What are the odds? I know that they are not good for me, since I am hopeless at sensing market mood swings or momentum shifts. The answer may be different for you, but if you do trade, I hope that your timing is impeccable and that you are not operating under any delusions of caring about value.
In the valuation process, you are trying to assess the value of Twitter as a business. In making this assessment, there are three key estimates that will drive your value:
- Potential revenues: While Twitter generated only $543 million in revenues in the most recent 12 months of its existence, the company has two key components working in its favor. It has more than 235 million users, some more active than others, giving it a reach and visibility that is difficult to match. The second is that the company is entering an online advertising market that is growing fast, often at the expense of old-time media advertising. In 2013, the online advertising market generated $117 billion in revenue and could potentially grow to be $200 billion or larger in the next decade.
- Profitability: Twitter reported an operating loss of $135 million in the last year, largely because of R&D expenses incurred during the year. Assuming that Twitter is able to get its users to click on sponsored tweets and generate ad revenues, the company still has to generate profits. While we have no idea what these profit margins will look like a few years from now, Facebook, the company closest to Twitter in its user model (immense user base, focus on advertising revenues), generates a pre-tax operating profit margin of 30 percent.
- Investment requirements: To grow its revenues, Twitter will have to reinvest not only in R&D but also in acquisitions of promising technologies that will allow it to monetize its user base. While Twitter has generated only about $0.50 to $0.60 in revenues for every dollar of investment in the last couple of years, the average for social media companies is closer to 1.40, and that number may rise a little over time, as the companies mature.

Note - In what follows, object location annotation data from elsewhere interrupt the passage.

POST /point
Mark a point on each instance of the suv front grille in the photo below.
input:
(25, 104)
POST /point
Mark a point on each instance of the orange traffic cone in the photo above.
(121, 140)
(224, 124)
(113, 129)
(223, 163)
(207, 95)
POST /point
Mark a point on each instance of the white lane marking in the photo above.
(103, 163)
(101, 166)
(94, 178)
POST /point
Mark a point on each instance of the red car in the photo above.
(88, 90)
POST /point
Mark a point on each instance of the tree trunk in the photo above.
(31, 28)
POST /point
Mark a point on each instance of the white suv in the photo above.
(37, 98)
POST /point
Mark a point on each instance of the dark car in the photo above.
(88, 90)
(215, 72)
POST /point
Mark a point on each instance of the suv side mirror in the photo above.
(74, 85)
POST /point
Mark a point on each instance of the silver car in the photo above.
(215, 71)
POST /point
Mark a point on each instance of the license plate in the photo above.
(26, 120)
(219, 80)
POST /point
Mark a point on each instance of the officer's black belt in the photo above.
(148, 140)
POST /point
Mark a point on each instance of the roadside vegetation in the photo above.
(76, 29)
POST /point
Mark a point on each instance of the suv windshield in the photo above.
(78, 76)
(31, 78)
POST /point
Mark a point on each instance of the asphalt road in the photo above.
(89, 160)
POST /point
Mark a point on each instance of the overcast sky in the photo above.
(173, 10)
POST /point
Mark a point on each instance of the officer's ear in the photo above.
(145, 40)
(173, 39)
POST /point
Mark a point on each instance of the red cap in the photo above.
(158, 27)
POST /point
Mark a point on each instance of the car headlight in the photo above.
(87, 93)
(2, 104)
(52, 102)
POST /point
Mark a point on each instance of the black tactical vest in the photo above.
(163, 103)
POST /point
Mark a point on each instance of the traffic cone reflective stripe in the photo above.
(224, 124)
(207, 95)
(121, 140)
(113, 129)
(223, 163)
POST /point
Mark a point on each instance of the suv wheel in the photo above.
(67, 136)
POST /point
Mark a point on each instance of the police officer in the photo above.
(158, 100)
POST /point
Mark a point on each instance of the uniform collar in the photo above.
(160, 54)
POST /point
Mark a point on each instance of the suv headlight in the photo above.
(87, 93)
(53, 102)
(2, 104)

My valuation of Twitter yields a value of $18 per share and assumes that revenues will climb to about $11.5 billion in 2023 (giving Twitter about 5 percent to 5.5 percent of the online advertising market then), that the pre-tax operating margin will increase over time to 25 percent (about 5 percent lower than Facebook but about 5 percent higher than Google) and that a dollar in additional capital invested will generate $1.50 in incremental revenues.
To justify the $45 per share, you would need the company to reach much higher. By my calculations, Twitter will have to generate about $32 billion in revenues in 2023, giving it, by my estimate, about 15 percent of the online advertising market in that year.

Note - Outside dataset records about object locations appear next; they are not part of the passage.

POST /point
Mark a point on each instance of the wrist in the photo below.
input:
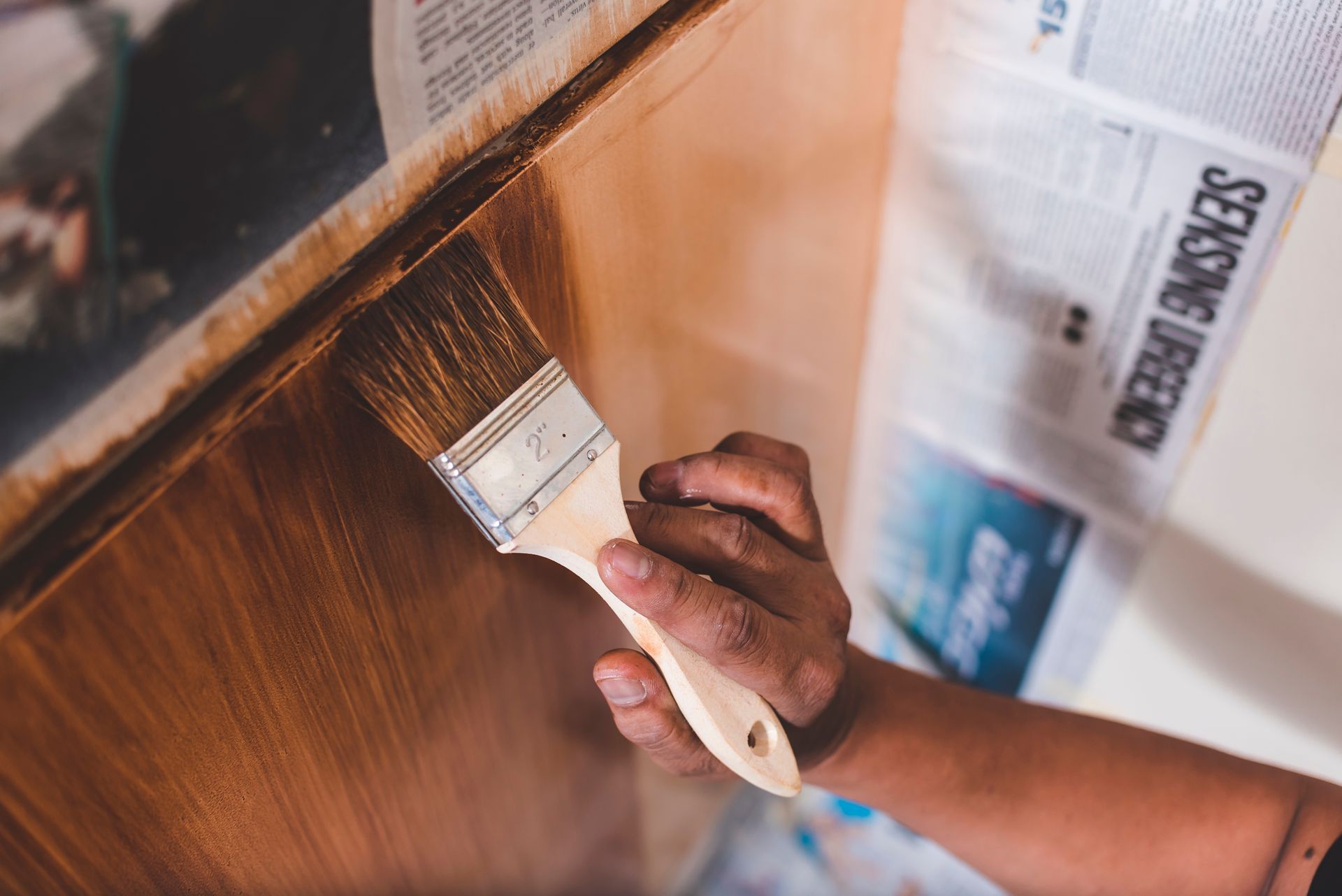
(827, 745)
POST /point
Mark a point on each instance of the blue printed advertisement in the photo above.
(971, 565)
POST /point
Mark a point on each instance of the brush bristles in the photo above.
(443, 348)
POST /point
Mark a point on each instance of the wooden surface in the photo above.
(270, 655)
(302, 671)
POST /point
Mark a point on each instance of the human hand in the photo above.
(773, 616)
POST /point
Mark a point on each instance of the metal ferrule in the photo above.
(512, 464)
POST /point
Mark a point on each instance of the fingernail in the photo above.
(665, 475)
(631, 560)
(623, 693)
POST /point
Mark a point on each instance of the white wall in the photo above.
(1232, 630)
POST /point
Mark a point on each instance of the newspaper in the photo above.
(1085, 198)
(438, 64)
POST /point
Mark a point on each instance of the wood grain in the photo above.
(268, 653)
(301, 671)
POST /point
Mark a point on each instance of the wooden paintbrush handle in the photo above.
(733, 722)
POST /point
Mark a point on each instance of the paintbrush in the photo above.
(450, 363)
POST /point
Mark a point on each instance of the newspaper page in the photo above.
(1085, 196)
(436, 62)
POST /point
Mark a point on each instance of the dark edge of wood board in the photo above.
(196, 423)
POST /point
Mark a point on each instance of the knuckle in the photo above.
(816, 680)
(739, 632)
(737, 538)
(793, 489)
(658, 734)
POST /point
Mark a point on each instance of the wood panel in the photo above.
(303, 671)
(284, 662)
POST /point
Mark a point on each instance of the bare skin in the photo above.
(1041, 801)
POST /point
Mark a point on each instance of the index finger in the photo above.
(770, 448)
(777, 498)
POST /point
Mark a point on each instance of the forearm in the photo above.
(1053, 802)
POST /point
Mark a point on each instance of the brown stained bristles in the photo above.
(443, 348)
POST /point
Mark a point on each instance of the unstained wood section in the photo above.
(301, 670)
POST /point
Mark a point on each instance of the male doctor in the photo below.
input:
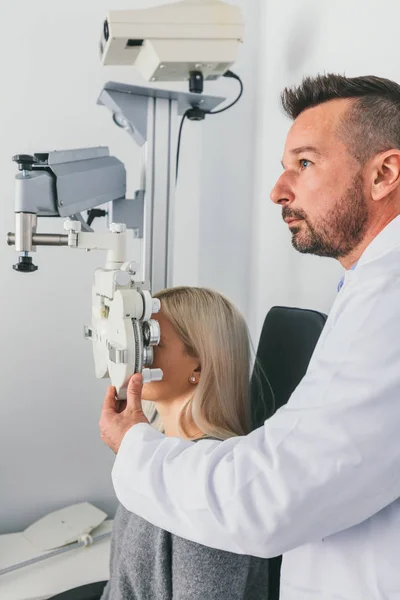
(320, 481)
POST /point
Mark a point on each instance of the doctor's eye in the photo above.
(304, 163)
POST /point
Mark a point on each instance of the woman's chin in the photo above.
(148, 393)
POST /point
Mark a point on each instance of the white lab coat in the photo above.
(320, 481)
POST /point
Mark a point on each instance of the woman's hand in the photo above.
(118, 417)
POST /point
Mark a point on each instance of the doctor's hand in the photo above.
(118, 417)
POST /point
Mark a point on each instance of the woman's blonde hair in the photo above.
(214, 332)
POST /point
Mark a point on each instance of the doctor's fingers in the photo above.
(134, 395)
(109, 404)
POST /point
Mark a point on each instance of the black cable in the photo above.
(199, 113)
(179, 143)
(233, 76)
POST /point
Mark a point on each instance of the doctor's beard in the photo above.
(339, 231)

If you are interested in Twitter as an investment, I think you should make your own judgments about these variables, notwithstanding your uncertainty about the future, and come up with your own estimate of value. Arguing, as some do, that there is too much uncertainty to even try to value companies like Twitter strikes me as an abdication of a fundamental responsibility of investing.
I think Twitter is a good company, with the potential to be a great one, but based on my views of the company, it is not a good investment for me at $27, $35 or $45 a share. There are two potential developments that can change that conclusion. The first is if the company finds a new market to enter or an innovative way to break away from its online advertising competitors, which increases potential revenues and value.
The second and more likely scenario is that the company stumbles in delivering expectations and that the same momentum investors, who bid it up, abandon it in droves, causing its price to collapse. For the moment, I have my popcorn ready and plan to watch the circus. It should be fun!